Patrick Disney, managing director of SEI’s institutional group for the EMEA region said: “The Terms of Reference for the forthcoming Financial Conduct Authority review of asset management have highlighted the potential issues with the traditional investment consulting model and identified that it may be difficult for pension schemes to adequately monitor the services their consultants provide.
“Our research clearly underlines this point, revealing that more than half of trustees – 59% – do not frequently consider alternatives to the advice proposed by their investment consultant.”
The overlap between SEI’s study and the FCA review is coincidental, however, stressed Caroline Deutsch, UK corporate marketing director at SEI.
She noted that SEI’s research was commissioned and carried out in the autumn last year.
“The premise for our study was that we didn’t think the academic theory of groupthink had ever been applied to pension scheme trustee boards before,” Deutsch told IPE.
“We thought it would be interesting to see if groupthink exists and, if so, what the implications would be for how the governance model works and decisions are made.”
The term groupthink was coined by research psychologist Irving Janis in the 1970s, and, according to the SEI report, describes the faulty decisions made by groups when “pressures lead to a deterioration of mental efficiency, reality testing and moral judgement”.
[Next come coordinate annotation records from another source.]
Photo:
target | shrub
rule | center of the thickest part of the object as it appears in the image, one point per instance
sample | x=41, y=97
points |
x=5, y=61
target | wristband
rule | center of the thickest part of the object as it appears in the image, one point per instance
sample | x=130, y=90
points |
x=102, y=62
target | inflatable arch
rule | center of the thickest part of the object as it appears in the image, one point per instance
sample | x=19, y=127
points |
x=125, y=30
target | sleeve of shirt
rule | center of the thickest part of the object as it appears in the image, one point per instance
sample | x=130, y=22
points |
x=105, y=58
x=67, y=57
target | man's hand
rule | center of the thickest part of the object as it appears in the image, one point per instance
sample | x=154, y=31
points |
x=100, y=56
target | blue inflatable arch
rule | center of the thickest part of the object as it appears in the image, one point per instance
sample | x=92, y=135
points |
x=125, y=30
The research was conducted by IFF Research under the supervision of Iain Clacher, associate professor in accounting and finance and co-director of the Centre for Advanced Studies in Finance (CASIF).
IFF interviewed 100 trustees of UK defined benefit schemes, 46% of which were classed as small (£15m-99m in assets under management), 33% as medium (£100m-499m) and 21% large (£500m+).
Disney said that while the existence of groupthink on trustee boards was not necessarily surprising, not least given trustees’ typical lack of investment expertise, the research threw up some stark statistics about how it manifests itself on trustee boards.
“What was interesting was being able to put a number on it, and to see that this is pretty significant,” he told IPE.
He highlighted a few statistics as particularly noteworthy:
- Only one of the 100 trustees surveyed said they “reach their own decisions”
- Nearly 60% do not frequently consider alternatives to an investment consultant’s recommendations
- Nearly 80% of boards do not appoint a devil’s advocate to argue the alternative perspective to the board
The survey also reveals the consequences of groupthink, according to SEI, namely an “over-reliance on unaccountable investment consultants” and potentially a higher burden on scheme sponsors in the form of additional contributions.
SEI said trustees were not to blame for the existence of groupthink but that the problem was with the traditional investment consulting model – a “broken” model.
SEI described this as a model where advisers work in separate silos and are not directly accountable for the advice they provide, with pension schemes charged on the basis of hours worked rather than results.
“It seems clear that a more accountable advisory model is needed, where fees are based on results and the trustee board is able to clearly track the funding level against the scheme’s goals,” said Disney.